Vencer as imensas dificuldades de produzir essas reformas não é, todavia, tarefa exclusiva dos governantes. Depende menos ainda de uma atuação solitária do presidente da República. Requer, ao contrário, participação ampla dos cidadãos e a pressão permanente da opinião pública.
Um passo para envolver mais a sociedade nesse empreendimento foi dado na semana passada. Criou-se o Conselho de Reforma do Estado, de caráter consultivo, para auxiliar presidente e ministros nessa missão. Composto de 12 membros não pertencentes ao setor público, deverá promover debates e oferecer sugestões ao governo.

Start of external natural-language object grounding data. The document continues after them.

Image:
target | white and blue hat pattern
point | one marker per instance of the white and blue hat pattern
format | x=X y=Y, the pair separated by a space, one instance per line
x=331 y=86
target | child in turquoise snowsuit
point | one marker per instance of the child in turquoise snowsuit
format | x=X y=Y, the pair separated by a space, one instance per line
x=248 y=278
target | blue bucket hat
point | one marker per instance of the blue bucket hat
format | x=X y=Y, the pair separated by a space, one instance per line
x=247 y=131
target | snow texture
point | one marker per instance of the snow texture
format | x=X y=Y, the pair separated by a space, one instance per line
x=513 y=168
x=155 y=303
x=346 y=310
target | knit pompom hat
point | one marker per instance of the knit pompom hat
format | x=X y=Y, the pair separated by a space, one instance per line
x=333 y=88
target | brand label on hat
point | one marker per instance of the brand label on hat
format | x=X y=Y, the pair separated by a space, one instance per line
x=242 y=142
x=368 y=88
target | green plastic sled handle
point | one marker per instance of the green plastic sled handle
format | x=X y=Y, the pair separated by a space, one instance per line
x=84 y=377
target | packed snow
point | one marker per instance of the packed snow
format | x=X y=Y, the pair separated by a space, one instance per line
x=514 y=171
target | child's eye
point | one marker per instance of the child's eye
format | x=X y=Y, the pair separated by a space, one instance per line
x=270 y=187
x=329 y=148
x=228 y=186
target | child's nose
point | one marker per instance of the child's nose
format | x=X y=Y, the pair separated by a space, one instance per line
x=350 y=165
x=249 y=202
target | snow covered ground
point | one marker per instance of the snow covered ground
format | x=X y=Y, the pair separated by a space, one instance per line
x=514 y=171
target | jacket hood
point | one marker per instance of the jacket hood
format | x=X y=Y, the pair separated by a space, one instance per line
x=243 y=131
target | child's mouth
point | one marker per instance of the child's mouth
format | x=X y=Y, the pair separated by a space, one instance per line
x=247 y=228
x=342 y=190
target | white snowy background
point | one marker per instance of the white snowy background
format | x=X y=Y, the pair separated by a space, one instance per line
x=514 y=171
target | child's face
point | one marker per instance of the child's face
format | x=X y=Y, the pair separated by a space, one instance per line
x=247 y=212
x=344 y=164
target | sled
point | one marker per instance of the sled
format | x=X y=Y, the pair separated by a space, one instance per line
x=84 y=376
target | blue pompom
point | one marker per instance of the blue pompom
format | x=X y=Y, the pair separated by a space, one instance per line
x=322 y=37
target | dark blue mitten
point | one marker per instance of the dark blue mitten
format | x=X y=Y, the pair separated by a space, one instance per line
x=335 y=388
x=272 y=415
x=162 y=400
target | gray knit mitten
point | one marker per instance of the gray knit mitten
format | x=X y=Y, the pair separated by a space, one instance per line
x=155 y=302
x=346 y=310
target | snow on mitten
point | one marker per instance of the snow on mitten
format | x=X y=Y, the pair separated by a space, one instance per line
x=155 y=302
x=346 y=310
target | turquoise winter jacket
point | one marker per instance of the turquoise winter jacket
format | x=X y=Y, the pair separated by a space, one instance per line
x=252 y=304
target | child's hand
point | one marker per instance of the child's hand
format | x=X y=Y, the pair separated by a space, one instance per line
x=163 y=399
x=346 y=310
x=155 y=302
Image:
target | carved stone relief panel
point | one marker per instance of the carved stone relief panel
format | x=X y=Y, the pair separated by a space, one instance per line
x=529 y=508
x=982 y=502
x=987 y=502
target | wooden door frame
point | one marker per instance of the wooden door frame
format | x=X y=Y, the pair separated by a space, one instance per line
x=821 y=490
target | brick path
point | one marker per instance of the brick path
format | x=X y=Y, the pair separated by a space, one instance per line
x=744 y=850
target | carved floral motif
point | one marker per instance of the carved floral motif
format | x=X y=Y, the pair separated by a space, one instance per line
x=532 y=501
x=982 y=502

A idéia, desenvolvida pelo Ministério da Administração, baseia-se em experiências vitoriosas nesse campo levadas a efeito pelo governo japonês e outros da Europa, principalmente o da Suécia.
A criação do conselho não garante maior velocidade às reformas. Estas brotarão, a rigor, de uma complexa combinação de vontade política, eficiência decisória no Congresso e capacidade de negociação no Executivo.
Trata-se, porém, de um esforço adicional no sentido de edificar uma sociedade crescentemente autônoma do Estado e um Estado autônomo dos diferentes interesses nele encastelados.